CAPITAL DISTRICT According to the FDIC, nearly one-third of the U.S. population does not have a bank account or make regular bank-based financial transactions, such as check cashing, deposits or loans. The outcome for this percentage of people, which is greater than 100 million Americans, is predictable: higher fees to access important financial services while not developing the important history needed to qualify for a mortgage, secure a business loan or borrow for education.
The truth about banks is this: they are an important tool for helping individuals build financial prosperity, regardless of income and age, and they should play a large role in the financial education of children.
Timing is everything
Last month, Management Science published a thought-provoking study, “Financial Literacy, Financial Education and Downstream Financial Behaviors.” The paper concluded that contrary to popular opinion, providing children with greater access to financial education at a younger age will not improve their financial management skills or mold them into more responsible financial decision makers.
Just as location is everything in real estate, studies are showing that timing is proving to be the most significant variable when it comes to teaching children and young adults about money. The basics are never going to change.

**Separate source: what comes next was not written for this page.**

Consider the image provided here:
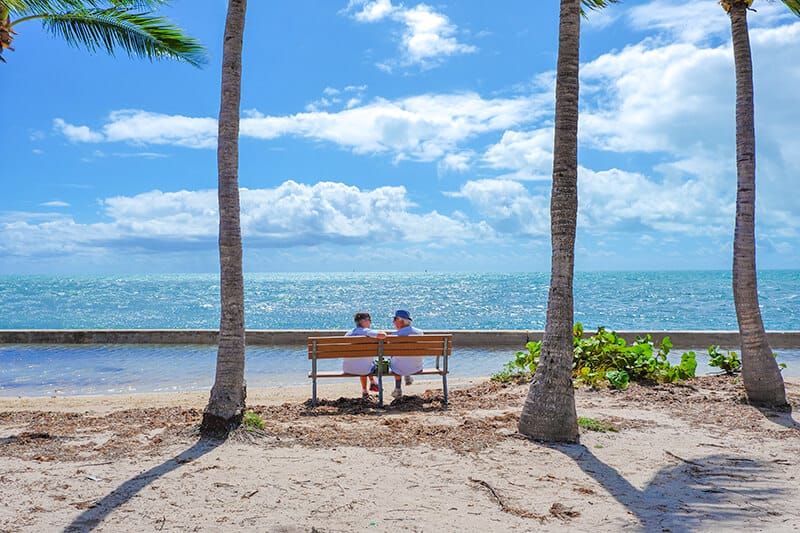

- Spend less than you earn
- Establish an emergency savings fund
- Invest in your future
However, what does change is the relevancy of these basics to kids as they go through their lives. Therefore, the focus should be providing guidance to your kids when they need it, and just as your bank is a money management tool for you, it can and also should be a money management tool for your children.
Choosing the right bank
The relationship between a bank and its customer is simple. You let the bank hold your money. They pay you interest for the right to hold your money. Then they lend your money, at a higher interest rate, to a borrower within your community.